Lecturas:
Éxodo 34, 4–6.8–9
Daniel 3, 52–56
2 Corintios 13, 11–13
Juan 3,16–18
Frecuentemente comenzamos la Misa con la oración tomada de la epístola de hoy: “La gracia de nuestro Señor Jesucristo, el amor del Padre y la comunión del Espíritu Santo estén con ustedes”. Alabamos al Dios que se ha revelado a Sí mismo como Trinidad, como comunión de personas.
La comunión con la Trinidad es la meta de nuestra adoración y el propósito de la historia de la salvación que comienza en la Biblia y continúa en la Eucaristía y en los sacramentos de la Iglesia.
En la primera lectura vemos los inicios de la autorevelación de Dios, cuando pasa frente a Moisés y proclama su nombre santo. Israel había pecado en adorar al becerro de oro (cf. Ex 32). Pero Dios no los condena a perecer, sino que proclama su misericordia y fidelidad a su alianza.

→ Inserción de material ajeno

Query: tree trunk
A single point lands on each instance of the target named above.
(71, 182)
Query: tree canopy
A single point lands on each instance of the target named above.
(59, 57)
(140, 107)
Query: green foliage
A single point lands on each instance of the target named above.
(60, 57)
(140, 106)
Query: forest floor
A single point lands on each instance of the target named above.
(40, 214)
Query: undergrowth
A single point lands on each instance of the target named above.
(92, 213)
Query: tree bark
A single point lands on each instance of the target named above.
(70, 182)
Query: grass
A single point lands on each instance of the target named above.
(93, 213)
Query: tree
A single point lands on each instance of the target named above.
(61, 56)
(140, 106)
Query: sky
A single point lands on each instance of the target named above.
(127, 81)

Dios amó a Israel como su primogénito entre las naciones (cf. Ex 4,22). Por medio de Israel—heredero de su alianza con Abraham—, Dios planeó revelarse como el Padre de todas las naciones (cf. Gn 22,18).
El recuerdo de la prueba de alianza que Dios pidió a Abraham—y la obediencia fiel de Abraham—es el trasfondo del Evangelio de este día. Al ordenarle a Abraham que le ofreciera su amado hijo único (cf, Gn 22,2.12.16), Dios nos estaba preparando para la más completa revelación de su amor por el mundo. Así como Abraham estaba dispuesto a ofrecer a Isaac, Dios no perdonó a su propio Hijo, sino que lo entregó por todos nosotros (cf. Rm 8,32).

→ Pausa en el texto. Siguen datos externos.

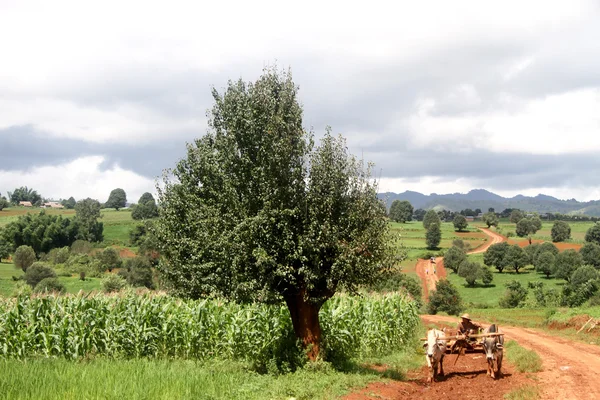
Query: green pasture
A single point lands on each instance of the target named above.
(73, 284)
(578, 230)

Con ello reveló lo que sólo a Moisés fue descubierto parcialmente, que su bondad perdura por mil generaciones, que perdona nuestro pecado y nos toma de vuelta como pueblo de su propiedad (cf. Dt 4,20; 9,29).
Jesús se humilló a sí mismo hasta morir en obediencia a la voluntad de Dios. Y por esto, el Espíritu de Dios lo levantó de la muerte (cf. Rm 8,11) y le dio un nombre que está sobre todo nombre (cf. Fl 2,8–10).
Ese es el nombre que glorificamos en el salmo de hoy: el nombre de nuestro Señor, el Dios que es Amor (cf. 1Jn 4,8.16).